Ich möchte für meine Fraktion deutlich erklären: Wir akzeptieren das Besetzungsrecht der einzelnen Fraktionen und werden keines der vorgeschlagenen ordentlichen Mitglieder ablehnen. Allenfalls werden sich bei einigen Vorschlägen Mitglieder unserer Fraktion der Stimme enthalten. Auf die Leimrute der FDP und eines Teiles der GRÜNEN, die erklärt haben, sie werden Herrn Bartl nicht wählen, gehen wir nicht. An wem bliebe das Nichtzustandekommen der Arbeitsfähigkeit des Ausschusses denn hängen? Doch nicht an der FDP oder den GRÜNEN, sondern an der CDU.
Ich halte es für höchst unredlich, meine Damen und Herren, auf der einen Seite am Untersuchungsauftrag und am Einsetzungsantrag mitzuwirken sowie der CDUFraktion zu unterstellen, wir wollten blockieren und vertuschen, und auf der anderen Seite anzukündigen, man wolle sich durch Wahlverhalten von den Linken oder wenigstens von einem exponierten Vertreter des ehemaligen SED-Regimes abgrenzen. Damit riskiert man, dass der Ausschuss womöglich nicht arbeiten kann. Sie müssten sich schon entscheiden, was Sie eigentlich wollen.
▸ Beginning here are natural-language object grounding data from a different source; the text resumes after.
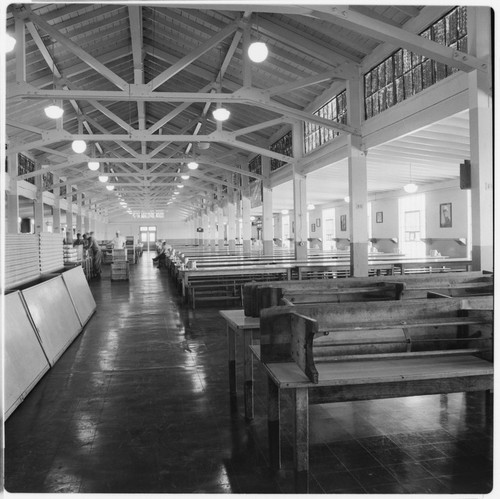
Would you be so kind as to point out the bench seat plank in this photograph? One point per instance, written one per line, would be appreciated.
(363, 372)
(414, 323)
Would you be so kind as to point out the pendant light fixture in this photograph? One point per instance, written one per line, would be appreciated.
(410, 188)
(103, 177)
(93, 165)
(257, 51)
(53, 111)
(220, 113)
(79, 146)
(10, 42)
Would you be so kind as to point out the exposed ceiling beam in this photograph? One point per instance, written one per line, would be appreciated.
(343, 16)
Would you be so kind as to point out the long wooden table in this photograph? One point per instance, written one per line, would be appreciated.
(237, 324)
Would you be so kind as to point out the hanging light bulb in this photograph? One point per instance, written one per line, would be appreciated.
(92, 164)
(53, 111)
(221, 113)
(9, 42)
(79, 146)
(410, 188)
(257, 51)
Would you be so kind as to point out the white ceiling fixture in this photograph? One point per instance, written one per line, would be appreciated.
(9, 43)
(79, 146)
(257, 51)
(53, 111)
(410, 188)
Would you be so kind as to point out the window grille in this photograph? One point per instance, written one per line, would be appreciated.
(404, 74)
(316, 135)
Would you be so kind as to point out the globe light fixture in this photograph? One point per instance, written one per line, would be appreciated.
(78, 146)
(257, 51)
(410, 188)
(9, 43)
(221, 113)
(54, 112)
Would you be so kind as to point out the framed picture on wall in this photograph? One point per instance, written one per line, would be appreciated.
(445, 218)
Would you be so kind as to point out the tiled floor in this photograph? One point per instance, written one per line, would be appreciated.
(140, 403)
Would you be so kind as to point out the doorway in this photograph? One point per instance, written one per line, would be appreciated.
(148, 237)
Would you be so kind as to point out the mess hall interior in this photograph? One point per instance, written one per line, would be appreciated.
(247, 248)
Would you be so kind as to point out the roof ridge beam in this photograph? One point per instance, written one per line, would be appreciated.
(192, 56)
(343, 16)
(74, 48)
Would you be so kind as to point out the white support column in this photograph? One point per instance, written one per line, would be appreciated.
(267, 207)
(231, 217)
(213, 222)
(220, 230)
(238, 217)
(204, 225)
(246, 208)
(481, 139)
(79, 213)
(299, 197)
(88, 216)
(69, 214)
(12, 197)
(39, 222)
(56, 211)
(358, 193)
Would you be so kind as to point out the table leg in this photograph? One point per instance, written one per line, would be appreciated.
(248, 369)
(273, 424)
(301, 436)
(231, 355)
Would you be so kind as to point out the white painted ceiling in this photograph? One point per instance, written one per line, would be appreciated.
(137, 42)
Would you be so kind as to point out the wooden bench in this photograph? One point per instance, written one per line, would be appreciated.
(257, 296)
(362, 351)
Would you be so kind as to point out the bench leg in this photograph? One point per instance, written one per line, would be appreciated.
(248, 369)
(231, 356)
(301, 434)
(273, 424)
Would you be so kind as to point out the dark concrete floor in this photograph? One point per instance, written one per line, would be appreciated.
(140, 403)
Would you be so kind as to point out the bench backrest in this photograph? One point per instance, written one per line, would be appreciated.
(374, 329)
(257, 296)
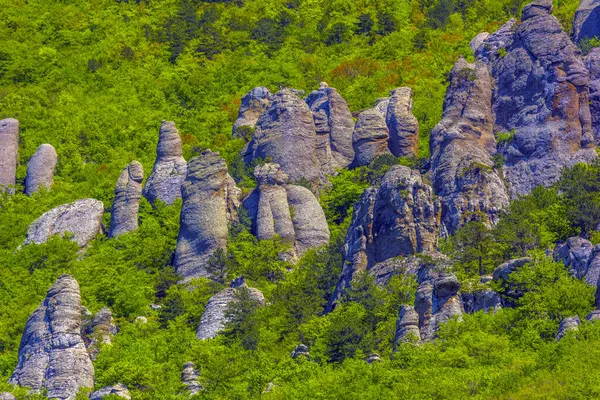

Lassen Sie mich noch auf eines hinweisen: Auch wenn der Vertreter der NPD nicht gewählt werden sollte, ist der Ausschuss nicht arbeitsfähig. Das sage ich in Richtung Linksfraktion.
(Dr. André Hahn, Linksfraktion: Ja, richtig! – Prof. Dr. Peter Porsch, Linksfraktion: Wir wissen das!)
Die CDU-Fraktion wird sich bei Herrn Gansel der Stimme enthalten. Wenn das alle außer der NPD tun, dann ist er mit den Stimmen seiner Fraktion gewählt. Erhält er mehr Gegenstimmen als Jastimmen, dann ist er nicht gewählt. Auch das ist eine Nagelprobe, die zeigen wird, wie ernst es den Antragstellern mit dem Untersuchungsausschuss ist.
(Beifall bei der CDU, vereinzelt bei der SPD und der Abg. Antje Hermenau, GRÜNE – Zuruf des Abg. Prof. Dr. Peter Porsch, Linksfraktion)
Eine letzte Anmerkung. Mitglieder meiner Fraktion haben mir gesagt, dass Sie Herrn Külow nicht wählen werden, weil gegen ihn ein Mandatsenthebungsverfahren läuft. Die Nichtwahl eines Stellvertreters stellt die Arbeitsfähigkeit des Ausschusses allerdings nicht infrage.